Following Judge Watkins’ mistrial declaration, several observers have inquired whether the Double Jeopardy clause of the Fifth Amendment prohibits the government from re-trying the two defendants. It does not. According to the U.S. Supreme Court, barring bad-faith or prosecutorial misconduct, “a mistrial ruling explicitly contemplates reprosecution of the defendant.” United States v. Jorn, 400 U.S. 470, 476 (1971). As the Supreme Court has explained:
The double-jeopardy provision of the Fifth Amendment . . . does not mean that every time a defendant is put to trial before a competent tribunal he is entitled to go free if the trial fails to end in a final judgment. Such a rule would create an insuperable obstacle to the administration of justice in many cases in which there is no semblance of the type of oppressive practices at which the double-jeopardy prohibition is aimed. . . . [T]here have been instances where a trial judge has discovered facts during a trial which indicated that one or more members of a jury might be biased against the Government o[r] the defendant. It is settled that the duty of the judge in this event is to discharge the jury and direct a retrial.

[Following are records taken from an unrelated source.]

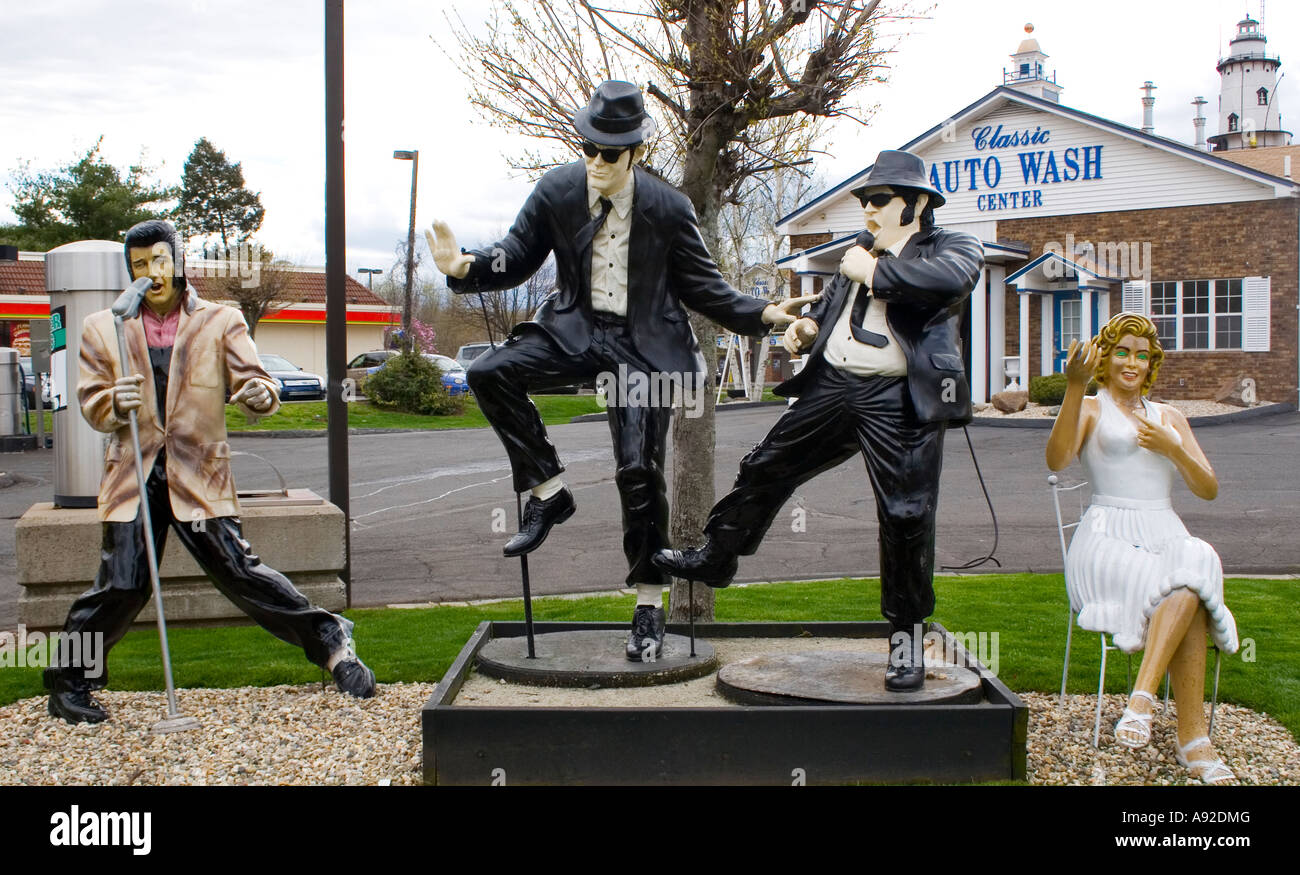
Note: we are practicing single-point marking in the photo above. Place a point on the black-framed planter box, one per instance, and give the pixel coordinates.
(833, 744)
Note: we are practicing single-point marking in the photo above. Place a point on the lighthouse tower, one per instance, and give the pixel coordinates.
(1249, 115)
(1028, 73)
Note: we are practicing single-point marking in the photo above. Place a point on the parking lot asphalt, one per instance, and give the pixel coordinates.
(428, 507)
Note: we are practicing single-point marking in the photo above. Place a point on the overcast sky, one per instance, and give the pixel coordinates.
(248, 76)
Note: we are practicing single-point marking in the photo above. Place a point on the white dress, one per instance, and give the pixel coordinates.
(1130, 549)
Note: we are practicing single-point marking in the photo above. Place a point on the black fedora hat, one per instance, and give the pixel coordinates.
(616, 116)
(900, 170)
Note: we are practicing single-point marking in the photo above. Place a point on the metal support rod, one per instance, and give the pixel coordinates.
(147, 524)
(336, 280)
(528, 594)
(690, 598)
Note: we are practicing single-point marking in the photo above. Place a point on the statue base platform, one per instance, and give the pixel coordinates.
(592, 658)
(497, 732)
(833, 678)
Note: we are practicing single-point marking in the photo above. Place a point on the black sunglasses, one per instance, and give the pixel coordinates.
(610, 155)
(879, 200)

Wade v. Hunter, 336 U.S. 684, 688-89 (1949) (emphasis added).
Indeed, this rule has been settled since at least 1891, when the U.S. Supreme Court held that after a trial judge discovered that a juror was biased, “it was clearly within [the judge’s] authority to order the jury to be discharged, and to put the defendant on trial by another jury; and the defendant was not thereby twice put in jeopardy, within the meaning of the fifth amendment to the constitution of the United States.” See Simmons v. United States, 142 U.S. 148, 155 (1891). Tennessee law, for its part, is no different. See State v. Akins, 867 S.W.2d 350, 355 (Tenn. Crim. App. 1993) (“when a juror conceals or misrepresents information tending to indicate a lack of impartiality, a challenge may be made as here in a motion for new trial.”).
There are many instances in which the application of the Double Jeopardy clause is more complex—such as when a trial judge declares a mistrial over a defendant’s objection before the jury has announced its verdict. This situation is not among them, and the Double Jeopardy clause has no application here. As a result, the defendants in this case can be and will be re-tried.